Ribera, la Dia ha confiscato 800 mila euro ai Capizzi
Ribera, la Dia ha confiscato 800 mila euro ai Capizzi
Il provvedimento del Tribunale di Agrigento nei riguardi di Simone Capizzi e il figlio Giuseppe. Simone Capizzi sta scontando l'ergastolo per l'omicidio del maresciallo dei carabinieri Giuliano Guazzelli VIDEO
La Direzione Investigativa Antimafia di Agrigento ha eseguito la confisca di beni per un valore di 800 mila euro a carico di Simone Capizzi di 73 anni e e del figlio Giuseppe Capizzi di 50 anni entrambi originari di Ribera, al momento detenuti e considerati elementi di spicco di “cosa nostra” agrigentina. I provvedimenti di confisca sono stati emessi dal Tribunale di Agrigento dopo le indagini della Dia e della Dda di Palermo.

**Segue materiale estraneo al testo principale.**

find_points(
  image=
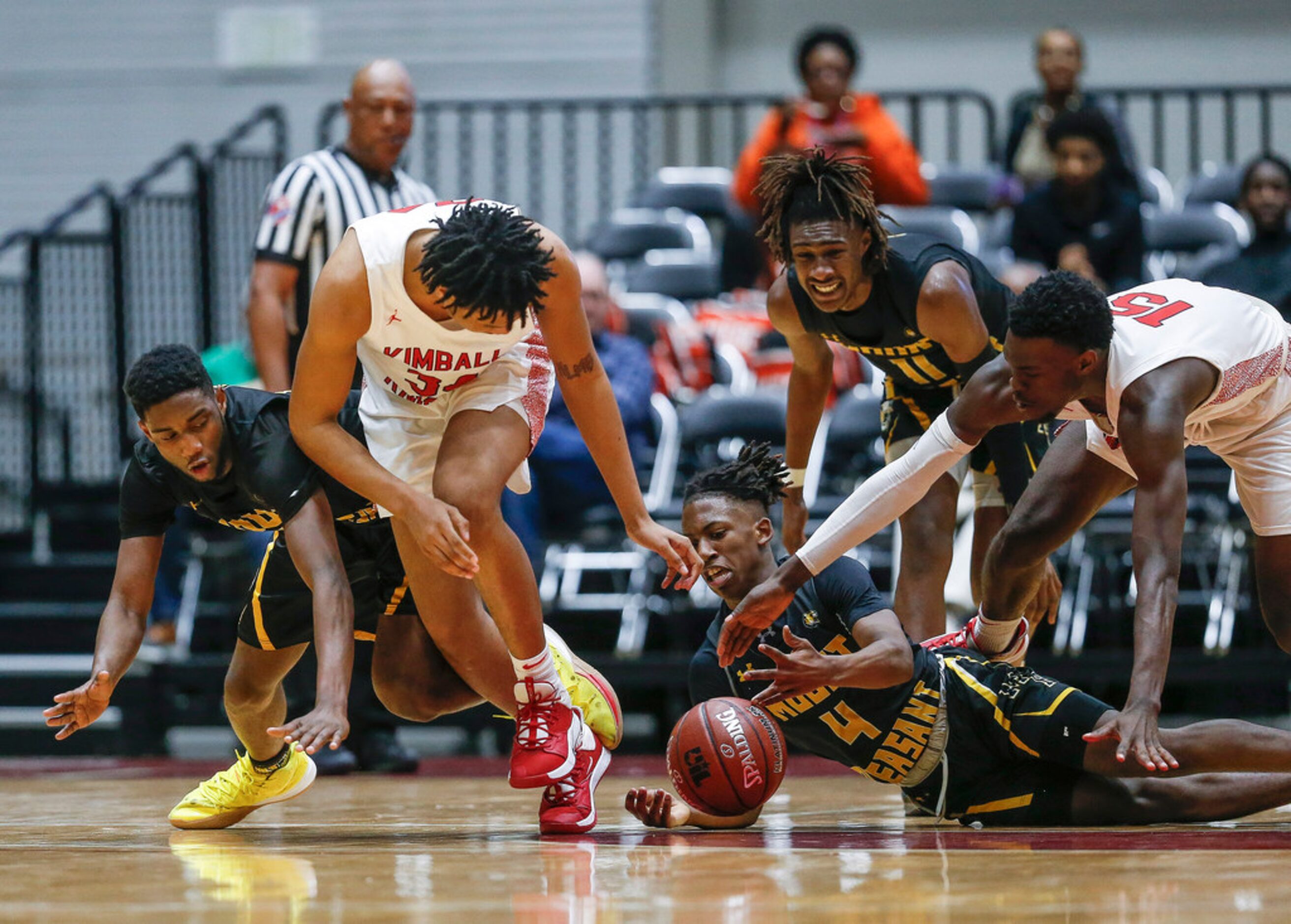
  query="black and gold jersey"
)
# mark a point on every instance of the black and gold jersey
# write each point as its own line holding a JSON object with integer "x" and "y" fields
{"x": 269, "y": 483}
{"x": 877, "y": 732}
{"x": 885, "y": 328}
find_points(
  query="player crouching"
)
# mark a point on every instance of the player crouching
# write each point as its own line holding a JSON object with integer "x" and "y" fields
{"x": 967, "y": 739}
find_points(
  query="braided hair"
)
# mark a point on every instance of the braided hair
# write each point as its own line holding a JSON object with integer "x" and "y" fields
{"x": 487, "y": 261}
{"x": 819, "y": 186}
{"x": 754, "y": 475}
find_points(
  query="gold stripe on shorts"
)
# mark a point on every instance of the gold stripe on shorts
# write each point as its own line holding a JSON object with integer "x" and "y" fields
{"x": 255, "y": 599}
{"x": 1002, "y": 804}
{"x": 396, "y": 599}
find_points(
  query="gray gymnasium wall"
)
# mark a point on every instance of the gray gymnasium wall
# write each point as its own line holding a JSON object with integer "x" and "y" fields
{"x": 94, "y": 90}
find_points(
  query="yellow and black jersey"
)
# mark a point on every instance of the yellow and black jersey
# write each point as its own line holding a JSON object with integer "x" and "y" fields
{"x": 269, "y": 483}
{"x": 1011, "y": 749}
{"x": 880, "y": 734}
{"x": 885, "y": 328}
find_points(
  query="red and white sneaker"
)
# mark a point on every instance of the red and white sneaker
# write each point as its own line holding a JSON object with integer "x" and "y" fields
{"x": 1013, "y": 655}
{"x": 570, "y": 806}
{"x": 547, "y": 736}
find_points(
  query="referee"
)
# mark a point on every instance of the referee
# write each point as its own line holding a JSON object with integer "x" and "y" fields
{"x": 311, "y": 203}
{"x": 307, "y": 208}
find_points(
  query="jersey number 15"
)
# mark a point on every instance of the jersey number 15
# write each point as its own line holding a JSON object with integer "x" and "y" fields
{"x": 1147, "y": 308}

Simone Capizzi è detenuto da ormai 23 anni è stato condannato all’ergatolo per l’omicidio del maresciallo dei Carabinieri Giuliano Guazzelli, di cui proprio oggi ricorre il 24° anniversario della morte. Divenne capo della mafia riberese dopo l’uccisione di del boss riberese Carmelo Colletti, nel 1983, dopo il quale ha ottenuto la benedizioni di Totò Riina. Il figlio Giuseppe Capizzi è stato arrestato nel 2006 ed è stato condannato a otto anni per associazione mafiosa. La Corte di Appello lo ha poi condannato anche a dieci anni per estorsione aggravata dal metodo mafioso mentre gli investigatori hanno provato i siioi rapporti con l’ex latitante Giuseppe Falsone ex numero uno della mafia agrigentina.
Dei Capizzi si parla anche nei pizzini sequestrati nel covo di Bernardo Provenzano e a Antonino Giuffrè, poi pentitosi, relativi ad un contrasto sorto tra Giuseppe Capizzi e Giuseppe Grigoli, ritenuto un prestanome di Matteo Messina Denaro, nell’ambito di alcune forniture perun supermercato aperto a Ribera.
Ai Capizzi sono stati confiscati dieci terreni e 3 fabbricati del valore complessivo stimato in oltre 800 mila euro. I sigilli sono stati posti perché dalle indagini della Dia di Agrigento è emerso che, nei primi anni ’90, i formali intestatari degli immobili, avevano venduto o promesso in vendita gli stessi alla famiglia Capizzi, tramite scritture private non registrate e senza formalizzare la compravendita, allo scopo di eludere i controlli della forze dell’ordine e della magistratura.